Tuesday, April 20, 2010
The sign at the local garden center warns that our average last frost date is April 30, but I was not the only optimist last Saturday buying a first installment of summer. Sunday was my day in the yard, cutting back the forsythia, weeding, and starting to plant. I cleaned up the area along the fence beside our neighbor's driveway, taking out the ailing caryopteris that finally gave up under 30 inches of February snow, and planted cleome, little yellow marigolds, and a blue larkspur, hoping that the proximity of concrete would keep the temperature up just enough in spite of a frost warning. The larkspur (labeled "Siberian larkspur" and allegedly perennial!) seemed expensive for one plant, but I succumbed to its lovely and almost unphotographable blue flowers.
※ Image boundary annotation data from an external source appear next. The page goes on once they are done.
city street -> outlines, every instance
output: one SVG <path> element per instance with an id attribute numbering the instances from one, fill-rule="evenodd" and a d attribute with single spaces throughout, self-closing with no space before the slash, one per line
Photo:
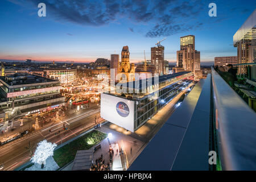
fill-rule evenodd
<path id="1" fill-rule="evenodd" d="M 30 151 L 34 151 L 37 143 L 43 139 L 59 144 L 92 127 L 96 125 L 96 116 L 98 122 L 103 121 L 102 119 L 98 119 L 100 118 L 100 109 L 97 107 L 76 112 L 71 114 L 67 119 L 45 126 L 1 146 L 0 163 L 3 164 L 2 170 L 13 170 L 28 162 Z M 68 128 L 67 130 L 64 130 L 63 124 L 65 127 Z"/>

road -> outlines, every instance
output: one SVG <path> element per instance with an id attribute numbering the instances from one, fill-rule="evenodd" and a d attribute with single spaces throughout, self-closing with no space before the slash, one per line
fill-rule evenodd
<path id="1" fill-rule="evenodd" d="M 37 143 L 44 139 L 60 144 L 94 126 L 96 115 L 98 118 L 100 116 L 100 109 L 87 110 L 1 146 L 0 164 L 3 163 L 2 170 L 13 170 L 29 160 L 30 150 L 26 147 L 28 147 L 30 142 L 31 146 L 30 148 L 33 151 L 36 147 Z M 63 130 L 64 123 L 65 127 L 68 127 L 67 130 Z"/>

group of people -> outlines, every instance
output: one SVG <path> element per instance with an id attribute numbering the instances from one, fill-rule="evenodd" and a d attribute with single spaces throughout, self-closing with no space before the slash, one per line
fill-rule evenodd
<path id="1" fill-rule="evenodd" d="M 92 165 L 90 168 L 91 171 L 110 170 L 110 166 L 109 163 L 108 163 L 106 165 L 105 164 L 105 160 L 103 159 L 102 154 L 101 154 L 101 156 L 98 159 L 96 159 L 95 162 L 96 164 L 94 165 Z"/>
<path id="2" fill-rule="evenodd" d="M 215 67 L 215 69 L 218 74 L 229 84 L 230 86 L 234 85 L 234 82 L 237 81 L 237 69 L 233 67 L 230 64 L 227 65 L 228 71 L 226 72 L 225 68 L 222 66 Z"/>

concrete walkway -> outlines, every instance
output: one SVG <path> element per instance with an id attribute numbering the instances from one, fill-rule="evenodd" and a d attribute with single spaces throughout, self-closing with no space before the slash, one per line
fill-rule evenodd
<path id="1" fill-rule="evenodd" d="M 118 143 L 112 143 L 111 146 L 114 150 L 114 151 L 117 151 L 117 150 L 119 151 Z M 123 167 L 122 165 L 122 161 L 121 159 L 121 155 L 118 154 L 118 152 L 114 154 L 113 156 L 113 171 L 123 171 Z"/>

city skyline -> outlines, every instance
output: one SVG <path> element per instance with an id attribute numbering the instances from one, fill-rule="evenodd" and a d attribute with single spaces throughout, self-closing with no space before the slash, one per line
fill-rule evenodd
<path id="1" fill-rule="evenodd" d="M 105 1 L 102 3 L 105 7 L 94 13 L 101 16 L 86 19 L 86 13 L 93 13 L 88 12 L 86 5 L 80 1 L 76 6 L 63 3 L 58 6 L 45 1 L 46 17 L 39 17 L 38 1 L 0 3 L 0 18 L 5 27 L 0 30 L 0 39 L 5 43 L 0 46 L 1 59 L 89 63 L 98 57 L 110 59 L 111 54 L 121 55 L 122 47 L 127 45 L 131 63 L 138 63 L 144 59 L 144 50 L 146 59 L 150 59 L 150 48 L 167 37 L 163 44 L 165 60 L 175 63 L 179 38 L 194 35 L 197 38 L 196 49 L 201 52 L 201 62 L 213 64 L 216 56 L 236 54 L 233 35 L 255 5 L 253 1 L 246 5 L 241 1 L 216 1 L 217 17 L 210 17 L 209 1 L 166 1 L 156 5 L 120 3 L 125 3 L 125 9 L 117 2 Z M 92 10 L 95 6 L 92 2 L 87 5 Z M 186 10 L 187 14 L 179 9 Z M 7 12 L 7 9 L 11 11 Z M 162 13 L 154 15 L 154 11 L 160 10 Z"/>

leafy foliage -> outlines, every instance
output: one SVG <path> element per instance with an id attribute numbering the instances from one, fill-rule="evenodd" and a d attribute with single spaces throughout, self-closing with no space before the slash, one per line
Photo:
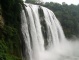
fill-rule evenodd
<path id="1" fill-rule="evenodd" d="M 43 5 L 51 9 L 60 21 L 66 37 L 73 35 L 79 37 L 79 5 L 67 5 L 66 3 L 46 2 Z"/>
<path id="2" fill-rule="evenodd" d="M 22 0 L 1 0 L 4 27 L 0 29 L 0 60 L 21 60 L 20 12 Z"/>

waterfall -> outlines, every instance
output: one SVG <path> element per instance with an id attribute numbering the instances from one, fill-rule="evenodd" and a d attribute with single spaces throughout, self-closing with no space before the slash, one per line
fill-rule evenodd
<path id="1" fill-rule="evenodd" d="M 21 19 L 24 38 L 23 60 L 57 60 L 58 53 L 67 50 L 63 43 L 66 42 L 64 32 L 51 10 L 39 5 L 25 4 Z M 57 58 L 53 57 L 55 55 Z"/>

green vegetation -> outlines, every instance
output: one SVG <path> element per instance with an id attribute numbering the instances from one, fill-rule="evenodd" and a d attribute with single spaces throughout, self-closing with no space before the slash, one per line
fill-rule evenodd
<path id="1" fill-rule="evenodd" d="M 20 36 L 20 12 L 22 0 L 1 0 L 0 60 L 22 60 Z M 2 19 L 1 19 L 2 20 Z"/>
<path id="2" fill-rule="evenodd" d="M 35 3 L 36 0 L 26 2 Z M 0 1 L 0 60 L 22 60 L 21 57 L 21 20 L 20 12 L 22 0 L 1 0 Z M 43 5 L 52 11 L 59 19 L 65 35 L 79 37 L 79 5 L 67 5 L 66 3 L 45 3 Z M 42 10 L 40 10 L 42 18 Z M 42 16 L 41 16 L 42 15 Z M 42 26 L 43 19 L 41 20 Z M 46 30 L 46 27 L 44 28 Z M 42 31 L 44 34 L 46 32 Z"/>
<path id="3" fill-rule="evenodd" d="M 79 37 L 79 5 L 47 2 L 43 5 L 52 10 L 60 21 L 66 37 Z"/>

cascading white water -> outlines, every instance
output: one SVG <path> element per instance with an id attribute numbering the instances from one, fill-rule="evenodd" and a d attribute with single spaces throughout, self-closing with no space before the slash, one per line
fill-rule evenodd
<path id="1" fill-rule="evenodd" d="M 66 41 L 54 13 L 39 5 L 25 5 L 25 10 L 21 13 L 22 34 L 25 42 L 23 60 L 27 58 L 28 60 L 72 60 L 70 55 L 73 52 L 73 44 Z M 76 60 L 75 58 L 73 57 L 73 60 Z"/>

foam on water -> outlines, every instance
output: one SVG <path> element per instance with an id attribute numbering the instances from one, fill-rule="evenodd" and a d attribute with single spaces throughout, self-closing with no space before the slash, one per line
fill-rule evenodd
<path id="1" fill-rule="evenodd" d="M 65 38 L 54 13 L 39 5 L 25 5 L 21 13 L 23 60 L 79 60 L 79 41 Z"/>

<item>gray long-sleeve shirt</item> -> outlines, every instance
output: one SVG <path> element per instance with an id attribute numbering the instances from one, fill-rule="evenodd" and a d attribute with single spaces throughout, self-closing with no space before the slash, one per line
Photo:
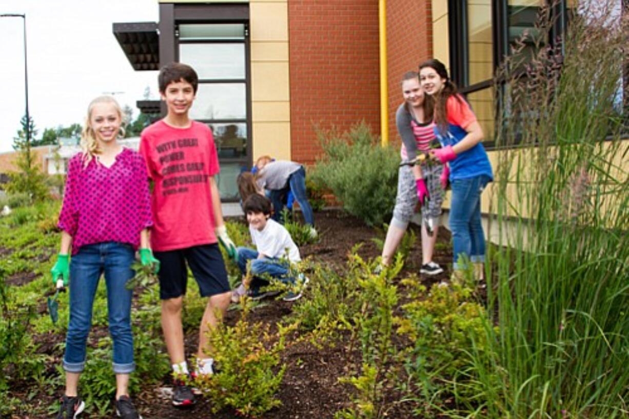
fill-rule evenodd
<path id="1" fill-rule="evenodd" d="M 301 165 L 299 163 L 286 160 L 276 160 L 267 163 L 259 172 L 258 186 L 270 191 L 284 189 L 289 177 L 301 168 Z"/>

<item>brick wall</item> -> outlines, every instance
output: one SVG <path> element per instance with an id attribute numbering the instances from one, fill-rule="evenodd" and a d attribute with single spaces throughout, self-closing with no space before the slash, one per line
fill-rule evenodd
<path id="1" fill-rule="evenodd" d="M 314 162 L 314 125 L 380 131 L 378 2 L 289 0 L 291 154 Z"/>
<path id="2" fill-rule="evenodd" d="M 400 81 L 405 72 L 417 71 L 432 57 L 430 0 L 387 0 L 387 43 L 389 72 L 389 140 L 399 143 L 395 112 L 402 103 Z"/>
<path id="3" fill-rule="evenodd" d="M 46 172 L 45 157 L 47 155 L 52 152 L 53 147 L 48 145 L 42 145 L 38 147 L 33 147 L 33 161 L 39 164 L 42 170 Z M 10 172 L 17 172 L 19 170 L 16 165 L 16 160 L 19 157 L 18 152 L 6 152 L 0 153 L 0 174 L 6 174 Z"/>

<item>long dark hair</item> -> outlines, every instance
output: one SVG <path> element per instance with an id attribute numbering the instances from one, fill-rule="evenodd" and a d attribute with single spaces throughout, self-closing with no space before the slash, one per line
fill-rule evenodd
<path id="1" fill-rule="evenodd" d="M 416 71 L 408 71 L 402 76 L 402 83 L 403 84 L 407 80 L 413 80 L 413 79 L 417 79 L 417 81 L 419 81 L 420 74 Z M 406 106 L 408 113 L 412 115 L 413 113 L 409 109 L 408 104 L 405 104 L 404 106 Z M 435 99 L 430 94 L 426 94 L 425 92 L 424 92 L 424 102 L 421 104 L 421 107 L 424 109 L 425 120 L 420 121 L 420 122 L 423 123 L 426 121 L 431 121 L 433 118 L 434 118 L 433 114 L 435 112 Z"/>
<path id="2" fill-rule="evenodd" d="M 448 115 L 446 115 L 445 104 L 450 96 L 454 96 L 457 101 L 460 101 L 460 97 L 457 94 L 457 86 L 448 77 L 448 70 L 443 63 L 436 59 L 431 59 L 420 64 L 420 71 L 422 69 L 430 67 L 437 72 L 442 79 L 445 79 L 443 88 L 435 95 L 435 123 L 437 124 L 439 131 L 445 134 L 448 130 Z"/>
<path id="3" fill-rule="evenodd" d="M 238 194 L 243 202 L 252 195 L 259 194 L 255 183 L 255 176 L 250 172 L 243 172 L 239 174 L 236 182 L 238 184 Z"/>

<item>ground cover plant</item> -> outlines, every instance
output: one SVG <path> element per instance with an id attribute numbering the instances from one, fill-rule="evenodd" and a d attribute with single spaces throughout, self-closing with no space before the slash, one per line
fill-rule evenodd
<path id="1" fill-rule="evenodd" d="M 143 416 L 629 416 L 629 190 L 622 168 L 629 150 L 616 96 L 627 33 L 604 21 L 613 14 L 587 11 L 572 18 L 560 48 L 540 45 L 525 64 L 516 53 L 501 75 L 504 120 L 491 228 L 502 242 L 489 246 L 486 288 L 471 272 L 450 282 L 446 229 L 440 229 L 435 255 L 447 267 L 443 274 L 417 274 L 416 226 L 396 263 L 377 271 L 382 231 L 365 224 L 387 219 L 384 201 L 379 221 L 317 211 L 318 237 L 306 240 L 304 230 L 300 241 L 301 267 L 310 280 L 304 296 L 232 306 L 211 338 L 221 371 L 198 383 L 205 396 L 191 411 L 170 405 L 159 288 L 154 277 L 138 272 L 129 284 L 138 364 L 131 384 Z M 542 16 L 537 33 L 550 23 Z M 361 129 L 352 135 L 374 147 Z M 330 150 L 348 157 L 350 148 L 339 143 Z M 373 161 L 384 171 L 384 160 Z M 347 173 L 344 182 L 353 179 Z M 15 208 L 0 218 L 0 416 L 50 417 L 63 389 L 68 320 L 67 294 L 59 298 L 56 324 L 45 304 L 53 292 L 48 272 L 59 202 L 7 199 Z M 237 245 L 251 245 L 243 219 L 227 227 Z M 296 223 L 296 235 L 300 228 Z M 235 285 L 240 273 L 226 261 Z M 204 301 L 191 277 L 188 291 L 182 317 L 192 354 Z M 105 296 L 101 283 L 80 386 L 87 418 L 113 413 Z"/>

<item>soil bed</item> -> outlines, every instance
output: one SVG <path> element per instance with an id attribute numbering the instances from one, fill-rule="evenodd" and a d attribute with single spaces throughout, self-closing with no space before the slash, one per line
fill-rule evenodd
<path id="1" fill-rule="evenodd" d="M 347 260 L 347 255 L 357 243 L 363 245 L 358 250 L 363 258 L 376 257 L 380 254 L 380 250 L 371 240 L 375 237 L 384 238 L 384 232 L 365 226 L 360 221 L 347 216 L 338 211 L 325 211 L 315 214 L 317 230 L 320 240 L 316 243 L 308 245 L 300 249 L 302 257 L 311 256 L 318 262 L 333 266 L 335 270 L 342 271 Z M 411 226 L 417 237 L 413 247 L 409 262 L 396 281 L 406 277 L 408 274 L 415 273 L 420 280 L 430 286 L 435 282 L 448 277 L 447 269 L 440 275 L 426 277 L 419 274 L 421 262 L 421 250 L 420 243 L 420 230 L 417 226 Z M 452 260 L 452 248 L 449 245 L 450 233 L 445 228 L 439 232 L 438 244 L 435 249 L 434 260 L 444 269 Z M 405 293 L 400 286 L 399 294 L 401 303 L 404 302 Z M 262 321 L 275 325 L 285 316 L 290 314 L 293 303 L 272 299 L 265 300 L 266 304 L 254 310 L 250 315 L 252 322 Z M 225 321 L 233 325 L 240 316 L 238 310 L 228 312 Z M 104 328 L 97 329 L 96 335 L 91 334 L 90 342 L 94 342 L 94 337 L 103 336 L 106 330 Z M 64 337 L 52 334 L 41 335 L 35 337 L 40 345 L 40 351 L 44 351 L 53 355 L 54 362 L 61 362 L 62 354 L 57 350 L 57 345 L 64 340 Z M 348 405 L 352 389 L 346 385 L 339 384 L 338 377 L 355 372 L 357 366 L 360 364 L 360 351 L 354 345 L 350 352 L 347 348 L 347 337 L 337 342 L 333 347 L 314 347 L 308 342 L 301 342 L 289 347 L 282 354 L 282 362 L 287 367 L 284 381 L 277 395 L 282 405 L 267 412 L 263 416 L 268 419 L 287 419 L 298 418 L 316 418 L 324 419 L 333 418 L 336 411 Z M 196 333 L 189 333 L 186 336 L 186 353 L 193 354 L 196 348 L 198 336 Z M 233 410 L 226 410 L 213 415 L 211 413 L 211 401 L 204 398 L 198 399 L 197 404 L 191 409 L 180 410 L 172 406 L 170 399 L 165 394 L 170 389 L 172 384 L 170 377 L 164 377 L 164 382 L 152 388 L 145 388 L 133 398 L 143 417 L 165 419 L 167 418 L 216 418 L 226 419 L 236 417 Z M 21 387 L 21 386 L 20 386 Z M 62 391 L 60 389 L 59 393 Z M 392 402 L 399 400 L 401 396 L 394 389 L 389 389 L 385 395 L 386 399 Z M 20 393 L 28 394 L 26 388 L 14 388 L 14 396 Z M 55 403 L 53 396 L 38 394 L 33 398 L 36 404 L 45 405 Z M 411 417 L 408 405 L 387 403 L 391 406 L 387 416 L 391 418 Z M 14 417 L 26 417 L 24 416 Z M 31 418 L 35 417 L 31 416 Z M 82 415 L 81 417 L 95 417 L 90 415 Z"/>

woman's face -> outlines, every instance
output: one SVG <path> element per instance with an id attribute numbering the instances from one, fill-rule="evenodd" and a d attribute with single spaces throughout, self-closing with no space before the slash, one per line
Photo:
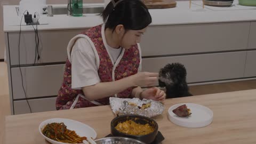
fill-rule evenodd
<path id="1" fill-rule="evenodd" d="M 121 46 L 125 49 L 135 46 L 140 42 L 141 36 L 144 34 L 147 27 L 141 30 L 128 30 L 124 31 L 122 38 L 121 39 Z"/>

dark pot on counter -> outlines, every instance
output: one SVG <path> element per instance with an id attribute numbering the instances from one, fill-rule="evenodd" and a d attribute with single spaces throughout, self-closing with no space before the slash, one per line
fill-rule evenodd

It turns out to be a bargain: there were 4 plants in the pot. I spread them around hoping they are all the same blue. Still waiting on our front steps are some zinnias for the back corner, and a couple of geraniums.
The azaleas are having a great year, in spite of those 30 inches of snow. This one is Herbert, the only one of the evergreen azaleas that we planted. I think we bought it at an Azalea Society sale at Brookside Gardens many years ago. The color is a little bluer than the photo shows. I would like to try taking cuttings of it as well as some of our other azaleas, especially the white one that made a great comeback after a couple of bad years.
We also have a deciduous azalea (Northern Hi-lights) doing very well in the back yard and just starting to bloom. It's currently perhaps 30 inches tall and should eventually reach 4 or 5 feet. The flowers are creamy, almost a pale yellow, when they start to open. The fully open flower is white with a yellow blotch. I could fall for another one, or perhaps another golden orange one like the one we used to have.
All in all, the hard winter seems to have agreed with the flowering shrubs that survived. Not yet blooming, but lighting up its corner of the yard, is the Deutzia I brought back from Maine a few years ago. The yellow-green leaves seem to glow in the late afternoon sun.
In the produce department, I planted seedlings of lacinto kale, green swiss chard, and what I though was red chard, which turns out to be beets. I just didn't want to fuss with seeds. Peppers and tomatoes in pots will come later.
It was lovely to spend the day outside just poking around, following my inclinations and getting things done as it suited me, with no meetings, committees, or project plans.